Monday, October 17, 2011

Smoky Pork Chili with Black-Eyed Peas Ala Velva

If you're a regular reader, you may have noticed that I only occasionally post a recipe from a cookbook and usually post about a creation or one of your recipes.  I know many of you are avid cookbook readers (Bev likes to read them as well), but my cookbook is primarily your blogs, even though I have some very good cookbooks.  This is why most of my dishes will look familiar to many of you and here is another one.

As the garden winds down for the year, I continue to look for recipes to use my produce, especially tomatoes and peppers, so when Velva, over at Tomatoes On The Vine posted a recipe for Smoky Pork Chili with Black-Eyed Peas, I knew it had to be tried.  My belief was I had some purple hull field peas (similar to black eyed) in the freezer and I’d only have to buy some pork, but alas they were nowhere to be found so I used canned peas.

I invited good friend Kathy and her mom (both from Texas) over to help me eat it – what could be better than inviting two women over while the wife is out of town – one would have probably been enough or maybe way more than enough (LOL).

When I use a recipe from the computer, rather than print it and use another piece of paper, I just write it down on an envelope from the trash, of which there are many.  I pretty well followed Velva’s recipe as written, except I roasted fresh Anaheim’s (New Mexico chile)  rather than use the dried ones – I did use the dried Ancho’s I had on hand (three as they were small), but blistered them on the grill, and I added ¼ cup less vinegar than called for. 

As I was stirring the chopped veggies prior to roasting, it occurred to me that I was making chili but had not chopped up any onion – this cannot be right.  So back to the computer I went for a look at the original recipe and sure enough I’d failed to write down the onion on my envelope – the planets felt more aligned at that point.

When I was tasting it in the pan, I thought it needed something but wasn’t sure what so I dished it up and added the dollup of sour cream and diced green onions called for in the recipe.  I stirred it all together and really liked it as did Kathy – the sour cream was just what it needed, so if you make it, don’t assume it’s just for garnish and omit it.  Sorry about the messy bowl. 

A couple of mornings later, I decided to give it a try for a quick breakfast of nuked tortilla with the chili, topped with a couple of fried eggs (I know big surprise) and it was very good.

Thanks Velva for a delicious dinner and breakfast.

All photos can be enlarged by clicking on them. 

Have a great day and thanks for stopping by Almost Heaven South.
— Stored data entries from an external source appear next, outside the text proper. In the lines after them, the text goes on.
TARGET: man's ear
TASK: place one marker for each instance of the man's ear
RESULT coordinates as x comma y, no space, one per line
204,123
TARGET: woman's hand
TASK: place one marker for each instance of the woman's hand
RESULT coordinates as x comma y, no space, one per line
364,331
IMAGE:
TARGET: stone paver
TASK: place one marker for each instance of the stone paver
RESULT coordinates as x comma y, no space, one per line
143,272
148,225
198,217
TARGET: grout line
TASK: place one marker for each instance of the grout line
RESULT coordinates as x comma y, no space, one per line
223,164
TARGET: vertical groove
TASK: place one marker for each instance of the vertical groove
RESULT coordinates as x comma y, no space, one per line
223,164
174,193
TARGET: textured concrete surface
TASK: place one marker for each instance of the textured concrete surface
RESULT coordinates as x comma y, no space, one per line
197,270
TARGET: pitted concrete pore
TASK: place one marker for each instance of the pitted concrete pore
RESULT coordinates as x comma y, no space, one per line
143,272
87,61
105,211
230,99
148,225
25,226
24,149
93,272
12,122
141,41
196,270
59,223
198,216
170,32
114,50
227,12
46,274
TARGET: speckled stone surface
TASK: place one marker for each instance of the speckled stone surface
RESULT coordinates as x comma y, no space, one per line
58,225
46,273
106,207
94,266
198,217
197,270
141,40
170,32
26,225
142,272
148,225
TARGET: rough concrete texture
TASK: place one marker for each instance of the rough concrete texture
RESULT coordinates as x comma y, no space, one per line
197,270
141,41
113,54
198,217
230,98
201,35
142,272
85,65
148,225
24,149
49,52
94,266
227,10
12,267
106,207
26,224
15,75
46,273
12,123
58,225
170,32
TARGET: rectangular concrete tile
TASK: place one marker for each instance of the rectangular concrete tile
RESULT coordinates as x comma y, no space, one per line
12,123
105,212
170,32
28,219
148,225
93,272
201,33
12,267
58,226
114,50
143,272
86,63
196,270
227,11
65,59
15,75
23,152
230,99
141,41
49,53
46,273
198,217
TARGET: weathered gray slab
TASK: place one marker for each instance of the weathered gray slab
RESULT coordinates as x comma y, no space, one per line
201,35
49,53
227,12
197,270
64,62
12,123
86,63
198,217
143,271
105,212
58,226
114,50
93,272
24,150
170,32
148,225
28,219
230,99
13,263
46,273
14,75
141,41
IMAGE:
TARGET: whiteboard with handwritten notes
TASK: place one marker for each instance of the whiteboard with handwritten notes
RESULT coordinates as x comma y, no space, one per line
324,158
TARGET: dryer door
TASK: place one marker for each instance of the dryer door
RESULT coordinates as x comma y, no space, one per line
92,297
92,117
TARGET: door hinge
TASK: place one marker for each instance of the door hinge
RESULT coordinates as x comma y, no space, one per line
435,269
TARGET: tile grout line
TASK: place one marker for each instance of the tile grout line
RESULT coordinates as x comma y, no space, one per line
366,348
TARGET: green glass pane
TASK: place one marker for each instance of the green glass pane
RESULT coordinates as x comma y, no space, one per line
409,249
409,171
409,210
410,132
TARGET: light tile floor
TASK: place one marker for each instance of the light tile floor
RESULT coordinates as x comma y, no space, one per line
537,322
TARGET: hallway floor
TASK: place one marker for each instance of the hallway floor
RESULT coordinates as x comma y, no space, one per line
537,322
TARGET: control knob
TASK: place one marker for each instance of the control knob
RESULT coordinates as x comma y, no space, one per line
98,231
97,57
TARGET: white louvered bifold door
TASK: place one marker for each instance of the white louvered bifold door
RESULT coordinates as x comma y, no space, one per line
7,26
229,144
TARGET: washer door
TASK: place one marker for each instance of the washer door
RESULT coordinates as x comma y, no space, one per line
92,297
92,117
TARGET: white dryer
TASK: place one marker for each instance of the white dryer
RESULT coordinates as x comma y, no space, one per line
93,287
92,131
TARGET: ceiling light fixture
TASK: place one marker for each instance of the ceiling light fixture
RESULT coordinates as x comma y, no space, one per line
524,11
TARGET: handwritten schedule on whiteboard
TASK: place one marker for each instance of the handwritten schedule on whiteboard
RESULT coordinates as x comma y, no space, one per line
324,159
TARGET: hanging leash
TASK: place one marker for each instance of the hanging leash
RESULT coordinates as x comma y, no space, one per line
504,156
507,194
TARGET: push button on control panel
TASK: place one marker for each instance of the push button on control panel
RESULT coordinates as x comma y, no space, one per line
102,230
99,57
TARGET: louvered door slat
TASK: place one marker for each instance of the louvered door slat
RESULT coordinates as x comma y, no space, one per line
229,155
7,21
One year ago:  Hodgepodge From The Marco Condo Balcony On Day 3

Two years ago:  None 



  1. See what happens when you're unsupervised! :)

    Looks delicious Larry. And you know I'm loving that breakfast.

    I just haul my laptop to the kitchen counter. At least if you spill on that envelope you won't be as devistated as I.

  2. I would love to find some purple hull peas in my freezer. I shelled enough of them growing up to have purple fingers. Too bad they were gone. This is my kind of recipe 'cause I love beans. Does Bev know what you're up to when you're all alone (smile). Oh, I forgot - the dogs are supervising you.

  3. That sounds like something Dave would do when I was away . . . Have a Party! I'm sure the ladies appreciated your cooking.

  4. This sounds fantastic, Larry. It is a great recipe and I'm sure this is delicious. I'm glad you had such a great vacation. Have a good day. Blessings...Mary

  5. Chili is definitely the thing to be making these days! This looks and sounds fantastic, must try this next time I make chili! YUM!

  6. Larry, I am rally honored that you made this recipe. I will remember the sour cream. We are planning to host a Chili cook-off and I was going to use this chili again.

    Looks like you know how to have a good time when the wife is out of town (laugh).


    P.S. my garden is doing pretty good. This time I aimed for less than perfect, and took note that things have a way of taking care of themselves if you don't muck around too much with mother nature. Thanks for the good advice.

  7. Larry, Nothing like chili and a couple of eggs over easy for breakfast! Of course, I would have sprinkled a bit of cheese and Tabasco on top... Take Care, Big Daddy Dave

  8. I always look forward to your leftover breakfasts. The chili looks tasty but I think it looks even tastier on top of tortillas with a couple of eggs - yum!

  9. I thought the chili was fine without the sour cream and onions. It was right tasty just heated up when I had it a few days later.

  10. I do appreciate a man who can fend for himself and to entertain on top of it!

    This does look delicious but I'm sure I could do chili for breakfast ;)

  11. Yeah, I want to make that one too, it sounded so good. I thought the black eyed peas reminded me of that cowboy caviar but in a chili with meat.

    LMAO about your "two women" comment.